Femicidio en Mar del Plata: “No puedo irme del país por un enfermo”

Le escribió Gisel Varela al encargado del edificio en el que vivía horas antes de ser asesinada. Su expareja, que tenía una orden de restricción, fue detenido acusado de ser el homicida.

Gisel Varela vivía con miedo. Había pedido una orden de restricción para su expareja, hoy acusado de su femicidio, Sergio Alejandro Cejas, pero él seguía apareciéndose en su casa. Así lo demuestran los chats a los que tuvo acceso el diario La Capital de Mar del Plata. En ellos, la oficial de policía local le pregunta al encargado del edificio en el que vivía si Cejas había ido a su departamento en su ausencia. Le dice que no puede irse del país “por un enfermo” y que si no aguanta más, se va a mudar con su padre. Como si se tratara de una premonición, el encargado del edificio le pide que amplíe la denuncia porque teme que la mate. “Sabés una cosa, vos estás en riesgo de vida porque él está enfermo y si te llega a ver con otro hombre, así sea un amigo, no sé cómo va a reaccionar”, le advirtió el encargado, de nombre Juan Carlos, al enterarse de la vuelta del agresor al edificio. Ella le respondió: “Sí, ya lo sé. Pero no me puedo ir del país por un enfermo”.

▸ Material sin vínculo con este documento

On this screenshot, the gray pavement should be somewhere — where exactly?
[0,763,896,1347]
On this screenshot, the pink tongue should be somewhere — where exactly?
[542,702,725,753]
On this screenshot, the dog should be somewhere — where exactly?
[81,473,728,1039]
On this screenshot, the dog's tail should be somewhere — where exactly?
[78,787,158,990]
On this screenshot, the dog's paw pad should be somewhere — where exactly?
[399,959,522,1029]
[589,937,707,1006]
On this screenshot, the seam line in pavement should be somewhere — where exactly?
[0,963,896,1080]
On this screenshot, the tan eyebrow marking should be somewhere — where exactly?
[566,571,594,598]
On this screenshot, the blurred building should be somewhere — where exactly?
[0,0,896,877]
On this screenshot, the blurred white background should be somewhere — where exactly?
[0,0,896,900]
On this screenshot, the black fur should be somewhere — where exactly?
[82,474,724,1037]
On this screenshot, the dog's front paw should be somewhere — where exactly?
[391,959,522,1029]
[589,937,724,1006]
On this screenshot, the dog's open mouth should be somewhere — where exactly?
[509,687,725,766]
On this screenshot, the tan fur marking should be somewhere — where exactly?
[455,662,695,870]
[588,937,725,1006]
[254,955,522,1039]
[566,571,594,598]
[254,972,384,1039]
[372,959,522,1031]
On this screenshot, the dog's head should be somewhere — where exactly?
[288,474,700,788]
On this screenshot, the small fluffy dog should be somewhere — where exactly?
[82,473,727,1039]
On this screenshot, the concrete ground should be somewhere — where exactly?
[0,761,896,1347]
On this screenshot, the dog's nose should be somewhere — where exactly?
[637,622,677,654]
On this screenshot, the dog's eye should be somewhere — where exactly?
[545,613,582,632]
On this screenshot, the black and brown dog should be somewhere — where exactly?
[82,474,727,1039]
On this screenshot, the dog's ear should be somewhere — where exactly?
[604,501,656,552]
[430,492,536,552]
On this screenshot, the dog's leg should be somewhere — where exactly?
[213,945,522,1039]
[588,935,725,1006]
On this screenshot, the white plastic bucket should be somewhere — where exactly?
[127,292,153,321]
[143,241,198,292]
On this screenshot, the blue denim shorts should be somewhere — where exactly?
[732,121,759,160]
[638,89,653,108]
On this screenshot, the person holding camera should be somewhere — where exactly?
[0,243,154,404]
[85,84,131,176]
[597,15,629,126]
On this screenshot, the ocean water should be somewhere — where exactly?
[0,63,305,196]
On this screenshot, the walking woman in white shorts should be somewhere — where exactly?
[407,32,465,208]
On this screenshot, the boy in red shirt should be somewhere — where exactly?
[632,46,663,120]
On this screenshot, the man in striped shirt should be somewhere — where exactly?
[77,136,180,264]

El hostigamiento de Cejas era innegable. A pesar de la orden de restricción, que le impedía acercarse a menos de 300 metros, el presunto femicida entraba al edificio en el que vivía Varela. Ella había decidido cambiar la cerradura. “Mañana voy a poner otra cerradura, estuvo acá, en la puerta de mi casa”, escribió.

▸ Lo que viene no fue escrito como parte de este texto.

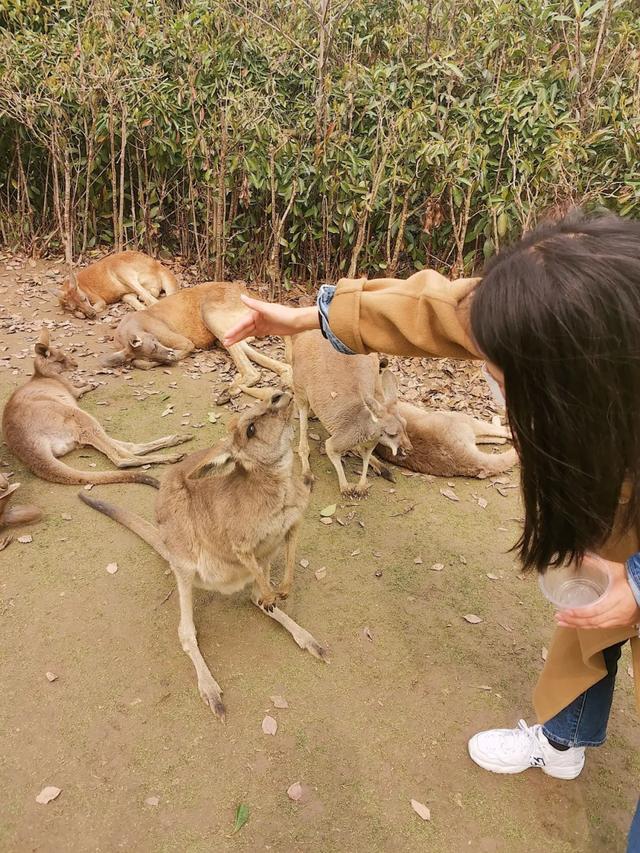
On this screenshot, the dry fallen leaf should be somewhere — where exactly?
[36,785,62,806]
[440,489,460,501]
[411,800,431,820]
[262,714,278,735]
[287,782,302,803]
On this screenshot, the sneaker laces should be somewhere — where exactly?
[503,720,540,755]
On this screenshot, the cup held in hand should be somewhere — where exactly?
[538,554,611,610]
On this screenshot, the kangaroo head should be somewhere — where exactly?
[127,332,176,364]
[187,391,293,479]
[366,369,412,456]
[58,273,96,320]
[33,328,78,376]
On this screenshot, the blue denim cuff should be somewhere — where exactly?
[625,552,640,607]
[316,284,355,355]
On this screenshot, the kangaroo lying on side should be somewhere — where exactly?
[58,252,180,319]
[2,329,191,488]
[104,282,290,399]
[0,474,42,551]
[79,393,326,719]
[376,403,518,479]
[287,330,411,497]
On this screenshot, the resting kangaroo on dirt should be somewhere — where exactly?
[376,403,518,479]
[0,474,42,551]
[287,330,411,497]
[104,282,290,399]
[58,252,180,319]
[2,329,191,488]
[79,392,326,719]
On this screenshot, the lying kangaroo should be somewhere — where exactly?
[2,329,191,488]
[58,252,180,319]
[376,403,518,479]
[79,393,326,719]
[287,330,411,497]
[104,282,290,399]
[0,474,42,551]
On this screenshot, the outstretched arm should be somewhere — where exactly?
[222,294,320,347]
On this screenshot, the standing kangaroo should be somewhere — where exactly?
[287,330,411,497]
[104,281,290,399]
[79,393,326,720]
[2,329,191,488]
[376,403,518,479]
[58,252,180,319]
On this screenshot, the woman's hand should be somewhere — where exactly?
[222,294,320,347]
[556,560,640,628]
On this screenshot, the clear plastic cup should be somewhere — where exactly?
[538,554,611,610]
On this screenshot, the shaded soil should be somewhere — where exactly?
[0,258,640,853]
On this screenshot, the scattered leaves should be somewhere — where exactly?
[36,785,62,806]
[233,803,249,835]
[262,714,278,735]
[320,504,337,518]
[411,800,431,820]
[287,782,302,803]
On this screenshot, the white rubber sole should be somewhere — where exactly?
[467,738,584,781]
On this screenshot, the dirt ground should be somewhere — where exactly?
[0,256,640,853]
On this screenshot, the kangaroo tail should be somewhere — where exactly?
[78,492,171,562]
[28,456,160,489]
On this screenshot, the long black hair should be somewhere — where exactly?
[471,213,640,571]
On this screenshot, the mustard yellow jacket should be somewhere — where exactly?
[329,270,640,722]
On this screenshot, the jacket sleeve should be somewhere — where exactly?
[329,270,481,358]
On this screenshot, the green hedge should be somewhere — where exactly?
[0,0,640,286]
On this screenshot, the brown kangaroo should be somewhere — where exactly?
[79,392,326,720]
[2,329,191,488]
[103,281,290,399]
[376,403,518,479]
[58,252,180,319]
[0,474,42,551]
[287,330,411,497]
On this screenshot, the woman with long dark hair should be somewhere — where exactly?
[225,214,640,853]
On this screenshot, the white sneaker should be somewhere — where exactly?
[469,720,584,779]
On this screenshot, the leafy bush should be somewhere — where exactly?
[0,0,640,287]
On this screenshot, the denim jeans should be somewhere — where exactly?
[542,643,624,746]
[627,800,640,853]
[542,643,640,853]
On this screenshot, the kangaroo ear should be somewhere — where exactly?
[362,397,384,424]
[380,368,398,403]
[187,450,236,480]
[100,350,127,367]
[36,326,49,358]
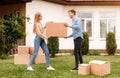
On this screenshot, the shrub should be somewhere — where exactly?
[81,32,89,55]
[106,32,117,55]
[47,37,59,57]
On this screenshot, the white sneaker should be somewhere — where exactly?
[47,66,55,70]
[27,66,34,71]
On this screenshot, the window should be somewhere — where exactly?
[77,12,92,37]
[100,13,115,38]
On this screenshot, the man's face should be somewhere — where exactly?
[68,12,74,19]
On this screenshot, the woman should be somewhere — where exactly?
[27,12,55,71]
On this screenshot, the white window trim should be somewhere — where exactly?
[100,18,115,41]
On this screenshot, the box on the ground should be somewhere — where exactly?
[89,60,110,76]
[29,46,44,55]
[78,64,90,75]
[18,46,29,55]
[34,54,46,64]
[14,54,30,64]
[46,22,67,37]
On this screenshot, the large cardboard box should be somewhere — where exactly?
[29,46,44,55]
[34,54,46,64]
[18,46,29,55]
[78,64,90,75]
[14,54,30,64]
[45,22,67,37]
[89,60,110,76]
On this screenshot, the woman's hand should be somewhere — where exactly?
[64,23,69,27]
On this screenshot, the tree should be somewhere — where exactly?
[106,32,117,55]
[81,32,89,55]
[0,15,29,55]
[48,37,59,57]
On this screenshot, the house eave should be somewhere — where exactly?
[44,0,120,5]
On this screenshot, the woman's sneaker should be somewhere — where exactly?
[27,66,34,71]
[47,66,55,70]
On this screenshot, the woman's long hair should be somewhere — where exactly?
[33,12,41,33]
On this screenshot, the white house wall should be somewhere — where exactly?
[26,0,120,49]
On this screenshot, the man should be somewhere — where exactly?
[65,9,83,71]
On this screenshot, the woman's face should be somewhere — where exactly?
[68,12,74,19]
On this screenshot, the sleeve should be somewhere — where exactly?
[68,34,73,38]
[69,19,81,29]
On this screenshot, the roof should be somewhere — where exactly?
[0,0,32,5]
[44,0,120,5]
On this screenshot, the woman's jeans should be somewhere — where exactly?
[28,35,50,66]
[74,37,83,68]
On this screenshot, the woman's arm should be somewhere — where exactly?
[36,23,47,39]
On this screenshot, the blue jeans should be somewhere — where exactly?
[28,35,50,66]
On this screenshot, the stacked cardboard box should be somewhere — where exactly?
[14,46,46,64]
[14,46,30,64]
[29,47,46,64]
[29,46,44,55]
[14,54,30,64]
[78,60,110,76]
[89,60,110,76]
[46,22,67,37]
[78,64,90,75]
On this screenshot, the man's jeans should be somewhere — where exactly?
[28,35,50,66]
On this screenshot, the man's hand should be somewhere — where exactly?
[64,37,68,39]
[64,23,69,27]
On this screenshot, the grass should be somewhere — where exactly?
[0,55,120,78]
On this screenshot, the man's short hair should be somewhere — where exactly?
[68,9,76,15]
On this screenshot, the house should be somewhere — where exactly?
[0,0,120,51]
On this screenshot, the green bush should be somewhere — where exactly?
[47,37,59,57]
[106,32,117,55]
[81,32,89,55]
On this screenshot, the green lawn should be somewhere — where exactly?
[0,56,120,78]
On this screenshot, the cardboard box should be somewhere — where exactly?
[14,54,30,64]
[29,46,44,55]
[34,54,46,64]
[78,64,90,75]
[18,46,29,55]
[46,22,67,37]
[89,60,110,76]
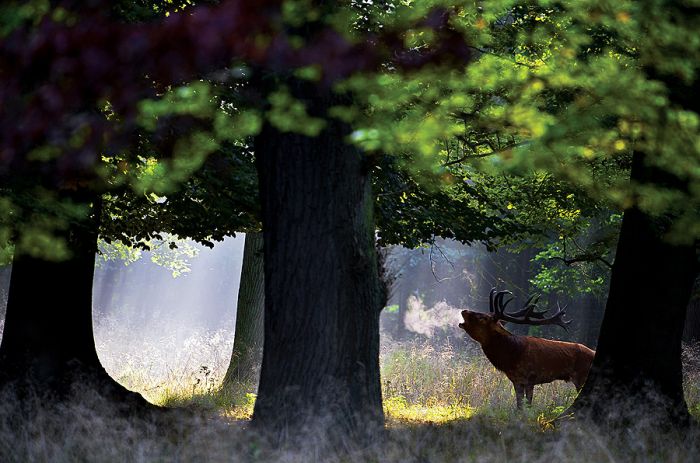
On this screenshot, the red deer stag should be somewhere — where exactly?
[459,288,595,408]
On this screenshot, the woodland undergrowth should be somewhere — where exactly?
[0,332,700,462]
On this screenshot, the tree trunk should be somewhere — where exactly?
[572,153,697,425]
[224,233,265,390]
[0,191,148,406]
[253,82,386,439]
[683,278,700,344]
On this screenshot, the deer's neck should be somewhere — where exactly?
[481,329,522,371]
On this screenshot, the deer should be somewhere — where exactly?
[459,288,595,409]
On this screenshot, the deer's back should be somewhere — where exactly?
[484,336,595,384]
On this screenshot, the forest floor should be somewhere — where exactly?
[0,339,700,463]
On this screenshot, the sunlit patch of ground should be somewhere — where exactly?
[0,342,700,463]
[0,340,676,463]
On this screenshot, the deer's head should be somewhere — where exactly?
[459,288,571,343]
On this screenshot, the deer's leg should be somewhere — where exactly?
[513,383,525,410]
[525,384,535,405]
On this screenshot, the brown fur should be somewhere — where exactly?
[459,310,595,408]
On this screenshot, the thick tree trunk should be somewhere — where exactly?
[572,153,697,425]
[253,83,385,439]
[224,233,265,390]
[0,192,152,405]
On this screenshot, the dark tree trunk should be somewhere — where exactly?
[683,278,700,344]
[580,294,605,350]
[253,83,385,439]
[572,153,697,424]
[224,233,265,389]
[0,192,152,405]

No es justo”, escribió la mujer de 33 años sobre el hecho de tener que modificar sus hábitos para evitar el acoso y la violencia.

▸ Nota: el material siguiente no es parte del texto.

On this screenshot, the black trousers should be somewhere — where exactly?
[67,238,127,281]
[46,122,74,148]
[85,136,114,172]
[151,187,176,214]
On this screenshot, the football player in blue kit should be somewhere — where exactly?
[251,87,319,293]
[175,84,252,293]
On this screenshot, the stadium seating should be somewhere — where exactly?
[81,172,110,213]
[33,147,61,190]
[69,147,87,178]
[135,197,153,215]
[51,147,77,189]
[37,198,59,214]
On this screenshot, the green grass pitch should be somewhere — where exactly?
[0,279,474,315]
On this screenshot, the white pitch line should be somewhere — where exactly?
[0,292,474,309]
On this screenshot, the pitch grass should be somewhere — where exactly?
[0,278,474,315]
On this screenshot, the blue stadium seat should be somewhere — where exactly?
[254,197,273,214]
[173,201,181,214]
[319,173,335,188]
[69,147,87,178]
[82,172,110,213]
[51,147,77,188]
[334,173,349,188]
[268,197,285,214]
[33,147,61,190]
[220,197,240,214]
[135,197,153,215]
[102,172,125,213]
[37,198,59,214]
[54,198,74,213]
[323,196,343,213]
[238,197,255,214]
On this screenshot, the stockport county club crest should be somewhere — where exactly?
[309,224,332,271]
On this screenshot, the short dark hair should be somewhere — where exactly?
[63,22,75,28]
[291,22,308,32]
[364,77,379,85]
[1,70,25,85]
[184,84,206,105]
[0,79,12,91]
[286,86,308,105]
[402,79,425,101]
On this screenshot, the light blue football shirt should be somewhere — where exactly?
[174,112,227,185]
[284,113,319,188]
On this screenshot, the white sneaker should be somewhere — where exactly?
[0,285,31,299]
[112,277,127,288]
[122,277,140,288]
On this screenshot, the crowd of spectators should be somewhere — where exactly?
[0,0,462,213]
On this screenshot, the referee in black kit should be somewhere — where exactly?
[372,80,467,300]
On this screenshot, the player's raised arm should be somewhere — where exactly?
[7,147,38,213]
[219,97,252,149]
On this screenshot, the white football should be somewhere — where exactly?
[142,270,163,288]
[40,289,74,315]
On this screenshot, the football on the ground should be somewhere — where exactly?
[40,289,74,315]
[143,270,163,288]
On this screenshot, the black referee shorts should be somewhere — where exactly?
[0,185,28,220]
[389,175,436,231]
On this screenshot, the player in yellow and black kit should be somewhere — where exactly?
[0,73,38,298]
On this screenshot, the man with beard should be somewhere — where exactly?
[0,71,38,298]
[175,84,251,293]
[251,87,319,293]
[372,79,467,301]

El martes 8 de enero a la mañana, Gisel Varela fue a tomar el colectivo, como todos días, cuando un hombre se bajó de auto, discutieron, y le disparó. Dos de esos disparos le dieron en la cara. El hombre escapó a toda velocidad en el mismo auto en el que llegó. Horas más tarde fue detenido en la localidad balnearia de Miramar. Se trataba de Cejas, su expareja. Cuando lo revisaron, encontraron que tenía la constancia de restricción de acercamiento que había solicitado la víctima. Ella siempre la tenía en la cartera. Según testigos, se la sacó después de matarla.